2/26/2009

A realidade da ficção

António Manuel Venda, meu colega de lides literárias, está a lançar uma nova obra de ficção retratando uma infeliz (e infelizmente já esquecida) realidade portuguesa: os incêndios florestais. Uma Noite com o Fogo é um romance que aborda um dia fatídico do Verão de 2004 na serra de Monchique, onde «o fogo andou à solta nos montes da minha terra, tal como tinha andado um ano antes». Mais informações sobre este romance - que espero ler em breve - estão aqui.

Em todo o caso, destaco aqui uma passagem que, parecendo ficção, afinal é uma realidade.

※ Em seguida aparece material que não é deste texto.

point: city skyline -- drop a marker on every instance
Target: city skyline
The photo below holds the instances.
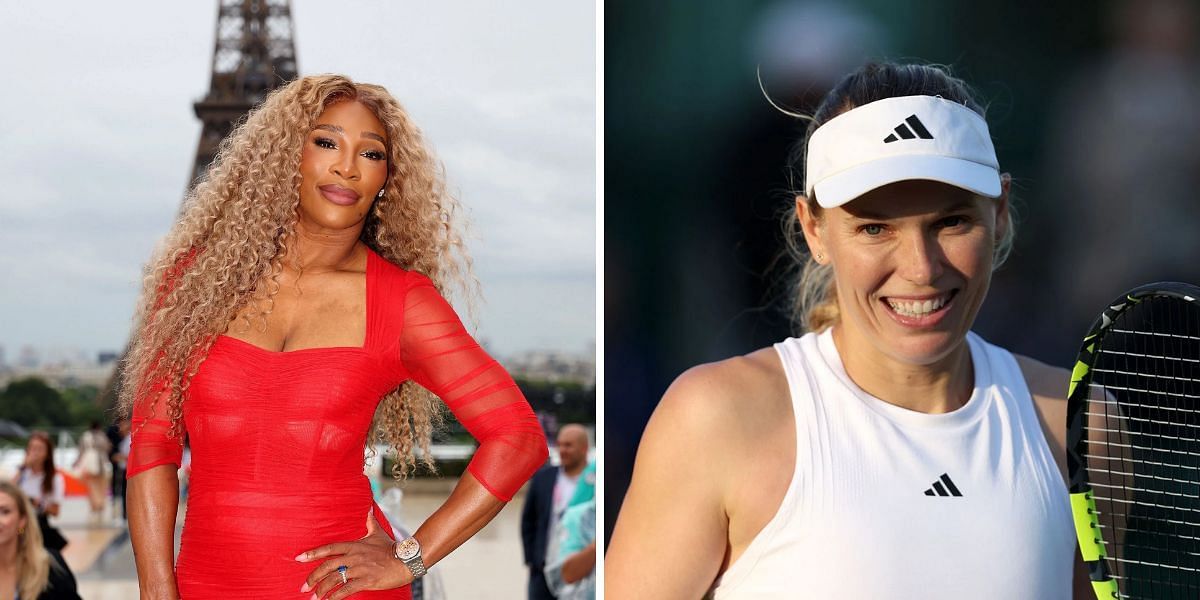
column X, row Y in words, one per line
column 101, row 135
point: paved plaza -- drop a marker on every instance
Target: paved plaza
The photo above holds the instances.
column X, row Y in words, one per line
column 487, row 567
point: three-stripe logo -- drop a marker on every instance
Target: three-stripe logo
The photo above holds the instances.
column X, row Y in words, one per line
column 917, row 131
column 943, row 486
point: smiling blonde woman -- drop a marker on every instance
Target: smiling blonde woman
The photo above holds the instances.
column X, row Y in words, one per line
column 888, row 451
column 299, row 295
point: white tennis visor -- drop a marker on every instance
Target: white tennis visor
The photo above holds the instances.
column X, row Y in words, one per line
column 897, row 139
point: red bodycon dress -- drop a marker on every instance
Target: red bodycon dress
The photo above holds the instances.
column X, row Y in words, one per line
column 277, row 438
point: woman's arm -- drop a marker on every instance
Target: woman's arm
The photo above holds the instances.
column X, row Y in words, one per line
column 670, row 539
column 442, row 357
column 153, row 498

«(...) um ministro até podia depois de aterrar no ribeiro, levantar-se, passar as mãos pelo corpo a ver se não tinha nada partido, e depois andava uns metros até à levada e ia pela parede sempre a par do ribeiro, no sentido em que as águas corriam, e em cinco ou dez minutos chegaria à aldeia da antiga casa da minha avó, onde a levada embocava na represa. E aí era só andar mais uns metros que no escuro da noite lá estaria o carro com o motorista para levá-lo para o remanso da capital, a dupla mansidão do seu gabinete onde tudo esqueceria, o tempo suspenso no ar com os outros iguais a ele em desqualificação e vadiagem, de costas voltadas para a linha de fogo, todos diluídos no escuro, esperando que disparasse uma máquina fotográfica mas de repente o que viam era uma pedra a partir da minha mão, ou nem viam, porque para eles eu também era escuro, também estava misturado com o escuro da noite, e a pedra a mesma coisa; apenas ele, o ministro, sentia o embate, confuso por não ter visto disparar nenhum flash e a pensar que ia ter uma foto para a capa de uma revista ou para a primeira página de um jornal, com sorte uma foto em que haveria chamas como pano de fundo. (…)»

Nota: Por falar em incêndios, eles já andam por aí. Basta umas semanitas sem chover, qualquer que seja o mês e aí estão eles.